Elle le regarda avec étonnement, mais le laissa parler sans l’interrompre…

– Ce n’est pas la première fois que je te fais ces observations, ma chère Julia ; je t’ai déjà mise en garde contre toi-même. Nous ne sommes pas riches et depuis notre mariage tes dépenses pour ta toilette seule ont dépassé chaque année le budget général de notre ménage.

« Il est donc urgent, acheva Lucien d’un ton ferme que nous changions notre genre de vie. Désormais, ma chère enfant, nous vivrons d’une existence plus simple. Je ne saurais trop vivement t’engager à diminuer tes dépenses, car vois à quelle désolante perspective nous courons, Julia, à une séparation qui nous fera vivre chacun de notre côté, qui causera un scandale énorme dans le monde, et qui brisera ma vie, car je t’aime.

– Si vous m’aimez, dit-elle, pâlissant sous cette menace, proférée timidement, et pourtant que Lucien était capable d’exécuter, si vous m’aimez, comment pouvez-vous penser à un aussi triste dénouement ?

– Je t’aime, dit-il, se levant pour prendre congé d’elle, je t’aime, mais je n’oublie pas que j’ai deux fils !

Et il appuya ses lèvres sur le bras nu de sa femme.

– Souviens-toi, dit-il en la quittant, que je suis absolument résolu à ne plus te pardonner tes dépenses, et que, si douloureuse que soit une séparation, je n’hésiterai pas à la demander aux lois, dans l’intérêt de Raymond et de Pierre.

Si Julia avait aimé son mari autant que celui-ci aimait sa femme, l’effort qu’il lui demandait ne lui eût point semblé trop pénible. L’amour remplace tout chez les femmes, et leur tient lieu de luxe, de triomphes, de coquetteries.

Malheureusement, elle n’aimait pas.

Pour oublier son besoin d’aimer, elle s’était jetée sans réflexion au milieu de la vie à outrance, essayant de dompter, à force de fatigue, les révoltes qu’elle ressentait parfois contre le vide de son cœur.

L’explication de Lucien tombait mal.

Elle avait fait, depuis un an, plus de cent mille francs de dettes.

Pendant six mois, ses créanciers l’avaient laissée tranquille, car elle avait toujours payé ; mais depuis quelque temps, ils la pressaient, la fatiguaient de leurs réclamations incessantes. Elle se vit, tout d’un coup, après cet entretien, dans une impasse, cherchant partout, sans succès, une porte de salut.

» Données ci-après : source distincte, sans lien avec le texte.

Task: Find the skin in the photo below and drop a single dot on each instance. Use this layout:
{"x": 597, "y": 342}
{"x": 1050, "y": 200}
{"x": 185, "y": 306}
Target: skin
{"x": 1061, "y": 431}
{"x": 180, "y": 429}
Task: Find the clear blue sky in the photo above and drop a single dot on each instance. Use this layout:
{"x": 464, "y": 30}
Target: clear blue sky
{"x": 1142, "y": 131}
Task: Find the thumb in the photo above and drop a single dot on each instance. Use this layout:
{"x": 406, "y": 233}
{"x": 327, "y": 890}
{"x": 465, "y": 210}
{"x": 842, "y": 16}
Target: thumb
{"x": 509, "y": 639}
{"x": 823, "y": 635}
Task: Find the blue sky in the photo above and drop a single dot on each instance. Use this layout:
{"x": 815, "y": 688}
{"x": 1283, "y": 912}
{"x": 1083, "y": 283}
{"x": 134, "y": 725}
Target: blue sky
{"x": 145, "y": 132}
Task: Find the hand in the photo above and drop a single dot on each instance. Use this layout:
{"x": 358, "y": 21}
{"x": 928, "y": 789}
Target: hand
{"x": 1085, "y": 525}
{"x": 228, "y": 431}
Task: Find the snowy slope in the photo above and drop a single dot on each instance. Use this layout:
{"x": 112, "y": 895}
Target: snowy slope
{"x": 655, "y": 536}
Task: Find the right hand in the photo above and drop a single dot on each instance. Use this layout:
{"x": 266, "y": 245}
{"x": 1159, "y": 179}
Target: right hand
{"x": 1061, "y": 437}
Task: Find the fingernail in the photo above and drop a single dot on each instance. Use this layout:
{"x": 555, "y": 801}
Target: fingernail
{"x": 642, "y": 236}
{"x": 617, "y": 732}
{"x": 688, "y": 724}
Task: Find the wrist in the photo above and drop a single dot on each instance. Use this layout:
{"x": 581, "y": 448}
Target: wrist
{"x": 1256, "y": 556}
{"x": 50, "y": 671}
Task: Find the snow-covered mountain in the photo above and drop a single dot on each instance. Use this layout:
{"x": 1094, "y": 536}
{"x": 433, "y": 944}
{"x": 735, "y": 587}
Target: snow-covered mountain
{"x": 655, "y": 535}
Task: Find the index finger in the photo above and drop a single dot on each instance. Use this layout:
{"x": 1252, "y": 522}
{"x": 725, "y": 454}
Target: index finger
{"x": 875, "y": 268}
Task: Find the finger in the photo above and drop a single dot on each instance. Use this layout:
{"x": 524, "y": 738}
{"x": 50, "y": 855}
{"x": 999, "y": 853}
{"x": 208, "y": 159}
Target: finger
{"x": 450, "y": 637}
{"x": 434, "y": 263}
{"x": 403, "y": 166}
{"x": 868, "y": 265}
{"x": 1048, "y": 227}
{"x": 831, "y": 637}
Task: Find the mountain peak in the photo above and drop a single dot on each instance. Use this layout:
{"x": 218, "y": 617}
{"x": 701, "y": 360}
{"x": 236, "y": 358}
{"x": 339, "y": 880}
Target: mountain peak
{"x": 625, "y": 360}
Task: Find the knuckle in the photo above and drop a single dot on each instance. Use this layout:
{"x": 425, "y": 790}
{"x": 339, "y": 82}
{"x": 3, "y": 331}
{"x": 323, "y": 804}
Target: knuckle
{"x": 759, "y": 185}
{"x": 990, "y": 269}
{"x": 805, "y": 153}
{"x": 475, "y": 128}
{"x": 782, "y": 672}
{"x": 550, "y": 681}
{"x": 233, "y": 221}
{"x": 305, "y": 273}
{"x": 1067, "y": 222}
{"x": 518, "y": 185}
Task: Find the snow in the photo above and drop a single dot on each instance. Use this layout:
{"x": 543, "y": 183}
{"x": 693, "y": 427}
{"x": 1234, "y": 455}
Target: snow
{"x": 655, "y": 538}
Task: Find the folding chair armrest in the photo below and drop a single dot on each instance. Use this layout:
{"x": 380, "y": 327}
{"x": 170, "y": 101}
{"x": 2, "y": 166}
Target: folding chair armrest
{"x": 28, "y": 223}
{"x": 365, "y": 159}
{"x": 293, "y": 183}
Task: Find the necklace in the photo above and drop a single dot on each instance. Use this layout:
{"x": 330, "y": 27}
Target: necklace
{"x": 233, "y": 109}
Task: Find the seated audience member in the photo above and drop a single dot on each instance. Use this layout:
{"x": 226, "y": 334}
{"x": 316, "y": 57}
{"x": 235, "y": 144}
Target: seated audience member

D’une part, les créanciers qui perdaient patience. D’autre part, la colère de Lucien, la menace du scandale. Elle s’y fut résignée, peut-être, si elle avait été seule. Mais, si légère et coquette qu’elle fût, elle adorait ses enfants, et, parfois, en un soudain caprice, en un brusque revirement d’amour maternel, après les avoir délaissés pendant quelque temps, elle revenait à eux tout à coup, et vivant de leur vie, s’amusant de leurs jeux, elle ne les quittait plus, pas même une heure, durant de longs jours.

Ce fut alors qu’elle était ainsi tiraillée, pleine d’angoisses, qu’elle rencontra Laroque.

Elle oublia tout pour cet homme et l’aima avec une telle fougue que rien ne semblait plus exister des choses d’autour d’elle qui étaient sa vie ordinaire – ni Lucien, ni ses enfants, ni le monde, ni les toilettes, ni les créanciers…

Laroque ne connut Lucien que de vue et l’aperçut deux ou trois fois seulement dans les salons où des relations communes les réunissaient ; une simple présentation mondaine leur avait appris, à tous deux, leurs noms.

Quelques jours après la conversation que nous avons rapportée, Roger reçut, rue Saint-Maur, un petit mot de Julia qui demandait à Roger un rendez-vous pressant, dans la journée, vers deux heures, aux magasins du Louvre.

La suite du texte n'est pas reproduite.